L'Offerta di Unicredit ai soci di Bpm era stata «comunicata ma non concordata con il governo». Il commento del ministro dell'Economia, Giancarlo Giorgetti, sulla mossa di Unicredit sul Banco Bpm assume toni gelidi. A margine di una audizione a Palazzo San Macuto, il malumore non viene certo stemperato o nascosto. «Esiste il golden power, il governo farà le sue valutazioni quando Unicredit presenterà la sua proposta per le autorizzazioni del caso». Poi, facendo riferimento all'investimento della banca di Piazza Gae Aulenti nel capitale di Commerzbank il ministro osserva che «come dice von Clausewitz il modo più sicuro per perdere la guerra è impegnarsi su due fronti, poi chissà che magari questa volta questa regola non sarà vera».

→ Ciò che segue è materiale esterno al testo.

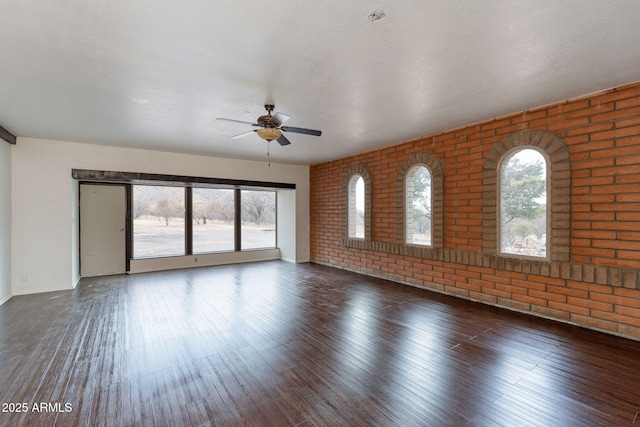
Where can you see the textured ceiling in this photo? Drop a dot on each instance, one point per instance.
(156, 74)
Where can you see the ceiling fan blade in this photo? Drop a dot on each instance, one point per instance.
(238, 121)
(279, 118)
(240, 135)
(282, 140)
(301, 130)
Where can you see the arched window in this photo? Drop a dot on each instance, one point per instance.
(523, 201)
(356, 202)
(418, 206)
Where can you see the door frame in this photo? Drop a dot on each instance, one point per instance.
(128, 220)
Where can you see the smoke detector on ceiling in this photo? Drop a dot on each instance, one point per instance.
(377, 15)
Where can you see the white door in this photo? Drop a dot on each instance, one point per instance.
(103, 211)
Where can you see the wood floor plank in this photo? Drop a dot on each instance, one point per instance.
(282, 344)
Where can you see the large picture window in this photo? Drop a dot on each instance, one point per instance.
(258, 219)
(175, 221)
(158, 221)
(523, 203)
(213, 220)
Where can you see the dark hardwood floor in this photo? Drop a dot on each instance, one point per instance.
(279, 344)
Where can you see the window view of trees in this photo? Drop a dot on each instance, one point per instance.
(258, 219)
(356, 207)
(523, 204)
(213, 220)
(158, 221)
(418, 204)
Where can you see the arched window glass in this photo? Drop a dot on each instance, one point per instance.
(418, 203)
(523, 203)
(356, 207)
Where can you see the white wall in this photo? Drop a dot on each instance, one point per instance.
(44, 214)
(5, 221)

Di certo dalle parti di Via XX Settembre e di Palazzo Chigi circola malumore non solo per l'operazione, ma per le modalità di rilascio delle informazioni rispetto a un progetto che se approvato farebbe nascere il terzo istituto di credito europeo per capitalizzazione di mercato e il primo della zona euro. Tanto che anche da parte della Presidenza del Consiglio si fa notare che il lancio da parte di Unicredit dell'offerta pubblica di scambio volontaria su Banco Bpm è stata comunicata soltanto a ridosso della delibera del cda di Unicredit e il governo ne ha potuto soltanto prendere atto. Inoltre, secondo l'esecutivo, non è chiara la finalità dell'operazione vista anche la concomitanza con l'interesse dell'istituto italiano verso la tedesca Commerzbank. L'ipotesi del Golden Power, insomma, esiste e verrà approfondita «come sempre accaduto in passato per casi simili, con un attento esame da parte degli uffici competenti».
Se Giorgetti non nasconde il proprio disappunto, Matteo Salvini parla ancora più chiaro. «A me le concentrazioni e i monopoli - dice il ministro delle Infrastrutture - non piacciono mai, ero rimasto al fatto che Unicredit volesse crescere in Germania. Non so perché abbia cambiato idea. Unicredit ormai di italiano ha poco e niente: è una banca straniera, a me sta a cuore che realtà come Bpm e Mps che stanno collaborando, soggetti italiani che potrebbero creare il terzo polo italiano, non vengano messe in difficoltà». E ancora: «L'interrogativo mio e dei tanti risparmiatori è: ma la Banca d'Italia c'è? Vigila come dovrebbe? Non vorrei che si volesse fermare l'accordo Bpm-Mps per fare un favore ad altri».
Se le perplessità sono diffuse, le posizioni ufficiali si attestano sulle frequenze della prudenza. Fratelli d'Italia, ad esempio, con Marco Osnato, presidente della Commissione Finanze della Camera stempera la polemica sulle autorità di regolamentazione. «Io credo sia giusto che la politica osservi e dica anche un'opinione, poi è chiaro che il mercato ha le sue dinamiche e, soprattutto, una banca sistemica come Unicredit ha anche un affaccio sulla regolamentazione europea della Bce». «Io auspico che, invece di un bipolarismo, in Italia si crei un multipolarismo bancario dove crescano sempre di più gli istituti di credito che possono affrontare le grandi sfide di mercato» conclude. «Non sta alla politica dirigere il mercato privato e le realtà private».
Umori non dissimili si respirano dentro Forza Italia, anche se gli azzurri non nascondono la consapevolezza che l'operazione, oltre a rappresentare una entrata a gamba tesa, scompagina i piani di una operazione dal valore strategico come quella tra Mps e Bpm. Si guarda ora alla reazione del mercato e in particolare alle mosse di Intesa Sanpaolo. Ma la raccomandazione è quella di tenere i toni bassi. «La concorrenza non è responsabilità della Banca d'Italia.
Può esprimere un parere, ma la decisione finale spetta al Meccanismo di Vigilanza Unico» commenta il capogruppo al Parlamento europeo, Fulvio Martusciello. «Il processo è fortemente regolato e non ci sono molti margini discrezionali. Evitiamo di turbare i mercati e di intaccare la fiducia in un'istituzione così rilevante».